In the Spanish press, the new tax has been described as a tax on "big fortunes", and it will be deductible from Spain’s pre-existing wealth tax.

“Since we began governing, we have been working to make our fiscal system more progressive, efficient and strong enough to support social justice,” Minister María Jesús Montero explained to the Spanish press last Thursday.

The new tax on assets is about "asking for a greater effort" from taxpayers with higher incomes, Montero said.


How will Spain's new millionaire tax work?

The new solidarity tax is not a flat rate but a progressive one based on the level of wealth. Those with assets worth between €3 and €5 million net will pay 1.7 percent; those with assets worth between €5 million and €10 million will pay 2.1 percent; and those with assets over €10 million will have a tax rate of 3.5 percent.

The Spanish government has not clarified exactly what that percentage will be applied to, but if the pre-existing wealth tax is anything to go on, the millionaire tax applies to the amount above the aforementioned thresholds.

For example, if an individual who is a resident in Spain has €3.5 million in worldwide assets, then they will likely pay 1.7 percent on the €500,000 which is above the €3 million threshold. If they have €7 million, then they will pay 2.1 percent on the €2 million extra that's above the €5 million threshold.

According to government sources, as the new solidarity tax is deductible from the wealth tax, in practice it will only be included in the tax calculations of regions where the wealth tax has been scrapped or cut, ensuring that no taxpayers pay twice on the same assets.

Why is Spain's millionaire tax really being implemented?

In Spain, regional governments have the power to increase or decrease certain tax rates.

In right-wing controlled regions, tax cuts have been made for the wealthy in recent weeks.

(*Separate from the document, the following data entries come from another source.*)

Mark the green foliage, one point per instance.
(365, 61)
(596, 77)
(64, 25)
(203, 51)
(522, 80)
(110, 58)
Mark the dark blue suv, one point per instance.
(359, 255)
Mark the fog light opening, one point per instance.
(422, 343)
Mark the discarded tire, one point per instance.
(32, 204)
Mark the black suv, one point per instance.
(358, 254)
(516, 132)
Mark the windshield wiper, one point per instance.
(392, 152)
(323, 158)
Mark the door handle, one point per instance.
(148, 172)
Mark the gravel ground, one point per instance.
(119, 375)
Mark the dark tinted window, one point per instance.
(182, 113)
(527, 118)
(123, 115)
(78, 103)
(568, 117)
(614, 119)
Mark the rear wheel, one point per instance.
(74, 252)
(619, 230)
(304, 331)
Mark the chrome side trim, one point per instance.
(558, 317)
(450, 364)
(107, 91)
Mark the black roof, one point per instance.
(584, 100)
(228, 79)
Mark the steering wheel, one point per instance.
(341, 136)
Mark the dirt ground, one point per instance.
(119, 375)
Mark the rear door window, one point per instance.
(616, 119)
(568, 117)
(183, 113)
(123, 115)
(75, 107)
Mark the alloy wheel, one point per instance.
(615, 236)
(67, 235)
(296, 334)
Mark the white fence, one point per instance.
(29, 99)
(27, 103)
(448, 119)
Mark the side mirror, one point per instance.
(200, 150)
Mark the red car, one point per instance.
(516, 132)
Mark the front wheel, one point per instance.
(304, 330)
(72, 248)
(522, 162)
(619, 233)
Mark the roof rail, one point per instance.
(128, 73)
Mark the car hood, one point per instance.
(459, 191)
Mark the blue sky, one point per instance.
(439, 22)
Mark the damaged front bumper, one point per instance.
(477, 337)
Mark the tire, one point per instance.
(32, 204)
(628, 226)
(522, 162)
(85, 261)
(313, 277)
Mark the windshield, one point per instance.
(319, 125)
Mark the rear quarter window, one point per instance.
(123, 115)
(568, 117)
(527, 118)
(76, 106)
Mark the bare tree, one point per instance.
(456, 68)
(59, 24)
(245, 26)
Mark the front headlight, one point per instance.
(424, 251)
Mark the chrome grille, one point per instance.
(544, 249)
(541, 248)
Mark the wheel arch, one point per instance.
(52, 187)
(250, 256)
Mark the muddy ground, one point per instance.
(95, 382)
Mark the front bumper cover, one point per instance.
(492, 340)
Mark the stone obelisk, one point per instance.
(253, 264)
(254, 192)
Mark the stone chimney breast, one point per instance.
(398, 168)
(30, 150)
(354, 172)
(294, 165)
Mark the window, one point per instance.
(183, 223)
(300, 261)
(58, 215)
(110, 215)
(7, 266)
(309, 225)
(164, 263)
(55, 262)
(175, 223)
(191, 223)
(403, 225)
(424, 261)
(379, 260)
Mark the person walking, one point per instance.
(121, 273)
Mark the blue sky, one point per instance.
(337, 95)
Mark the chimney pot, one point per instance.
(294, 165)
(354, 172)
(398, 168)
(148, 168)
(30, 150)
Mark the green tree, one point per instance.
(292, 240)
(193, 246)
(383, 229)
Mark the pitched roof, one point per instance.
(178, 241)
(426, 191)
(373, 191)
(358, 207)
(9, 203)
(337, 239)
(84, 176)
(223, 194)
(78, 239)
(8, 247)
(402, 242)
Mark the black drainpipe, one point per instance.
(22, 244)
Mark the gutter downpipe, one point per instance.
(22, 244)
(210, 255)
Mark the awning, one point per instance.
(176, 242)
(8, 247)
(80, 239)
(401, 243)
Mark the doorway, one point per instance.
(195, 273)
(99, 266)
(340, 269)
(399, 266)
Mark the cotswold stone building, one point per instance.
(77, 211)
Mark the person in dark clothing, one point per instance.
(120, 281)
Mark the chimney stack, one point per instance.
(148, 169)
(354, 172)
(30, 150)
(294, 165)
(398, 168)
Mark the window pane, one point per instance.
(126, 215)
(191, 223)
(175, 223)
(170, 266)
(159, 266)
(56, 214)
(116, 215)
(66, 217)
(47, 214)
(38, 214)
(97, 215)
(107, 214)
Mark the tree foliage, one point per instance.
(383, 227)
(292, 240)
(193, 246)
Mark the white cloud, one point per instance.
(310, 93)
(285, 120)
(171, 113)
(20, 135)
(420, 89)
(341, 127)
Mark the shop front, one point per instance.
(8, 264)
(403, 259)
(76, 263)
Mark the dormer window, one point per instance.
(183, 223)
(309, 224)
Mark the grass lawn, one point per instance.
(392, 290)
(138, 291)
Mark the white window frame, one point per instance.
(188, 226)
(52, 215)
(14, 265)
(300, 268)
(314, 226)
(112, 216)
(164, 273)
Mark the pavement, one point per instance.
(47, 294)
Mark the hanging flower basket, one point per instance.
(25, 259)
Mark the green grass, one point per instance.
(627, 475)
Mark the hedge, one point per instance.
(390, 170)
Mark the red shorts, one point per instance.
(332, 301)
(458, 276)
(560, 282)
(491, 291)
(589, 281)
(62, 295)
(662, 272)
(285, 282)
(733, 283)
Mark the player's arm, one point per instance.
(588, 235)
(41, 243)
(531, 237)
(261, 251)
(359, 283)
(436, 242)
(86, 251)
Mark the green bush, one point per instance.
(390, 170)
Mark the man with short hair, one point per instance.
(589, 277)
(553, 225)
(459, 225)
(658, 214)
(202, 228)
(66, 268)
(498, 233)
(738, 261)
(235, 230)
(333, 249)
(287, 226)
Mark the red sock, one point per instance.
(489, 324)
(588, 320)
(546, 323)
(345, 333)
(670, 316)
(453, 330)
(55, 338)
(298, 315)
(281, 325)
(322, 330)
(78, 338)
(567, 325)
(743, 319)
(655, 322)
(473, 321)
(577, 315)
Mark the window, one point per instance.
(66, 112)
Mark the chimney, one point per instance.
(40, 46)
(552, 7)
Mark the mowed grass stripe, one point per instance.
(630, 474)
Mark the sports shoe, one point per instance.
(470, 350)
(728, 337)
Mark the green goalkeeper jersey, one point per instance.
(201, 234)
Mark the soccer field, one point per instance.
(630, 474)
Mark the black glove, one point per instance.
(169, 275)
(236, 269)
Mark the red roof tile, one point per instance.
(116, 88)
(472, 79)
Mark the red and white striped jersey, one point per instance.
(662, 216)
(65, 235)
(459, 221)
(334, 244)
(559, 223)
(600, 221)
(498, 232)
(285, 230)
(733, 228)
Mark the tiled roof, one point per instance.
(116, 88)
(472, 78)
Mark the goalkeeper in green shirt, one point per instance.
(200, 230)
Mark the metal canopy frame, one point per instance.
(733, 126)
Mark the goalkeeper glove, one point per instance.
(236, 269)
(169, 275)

This approach, Montero said, amounts to unfair ‘tax dumping’ and fiscal ‘populism’ made with an eye on upcoming elections, and many in Spain feel that the new millionaire tax aims to cancel out such regional tax cuts for the rich, as in the case of Madrid and Andalusia where wealth tax has been scrapped entirely.

READ MORE: How Spain’s politicians are waging a tax war ahead of 2023 elections


What does the new millionaire tax mean for wealthy foreigners in Spain?

Spain is one of only a few countries in the world that has a wealth tax for both residents and non-residents, with the threshold set at €700,000 and the tax rising progressively from 0.2 percent to 3.5 percent. 

In Spain, residents with this level of wealth pay tax on their worldwide income and assets, whereas wealthy non-residents pay tax on their Spanish assets.

Keep in mind again that Spain's regional governments are at liberty to reduce this wealth tax or exclude certain assets such as primary homes from the calculation. Non-residents who are either EU or non-EU nationals are also able to use more favourable regional wealth tax cuts.

So, will this new millionaire tax apply to residents and non-resident second homeowners in Spain with assets above €3 million?

For residents, it will likely depend on where they live in Spain. If they reside in a region which has cut or slashed wealth tax (such as Madrid, Andalusia, Galicia and Murcia) the new solidarity tax will be factored into their tax responsibilities. If they live in a region where the pre-existing wealth tax is the same as Spain's national wealth tax, they will not pay the new millionaire tax.

For non-residents, it is unclear yet whether the new tax will apply to them as the law is not in force yet and Spain's state bulletin, together with all the details, has not been published yet. The pre-existing wealth tax does apply to non-residents with properties and other Spanish assets with a value above €700,000, so if they have said assets in a region such as Andalusia or Madrid that's scrapped the pre-existing wealth tax, they may well have to pay the new solidarity tax.

Other measures

The millionaire tax is just one measure implemented by the government to achieve more progressive taxation outcomes. There are also plans to increase the income tax rate from 26 percent to 27 percent for people earning more than €200,000 per year.

Capital gains tax for incomes above €300,000 will also be increased by 2 percent, rising to 28 percent.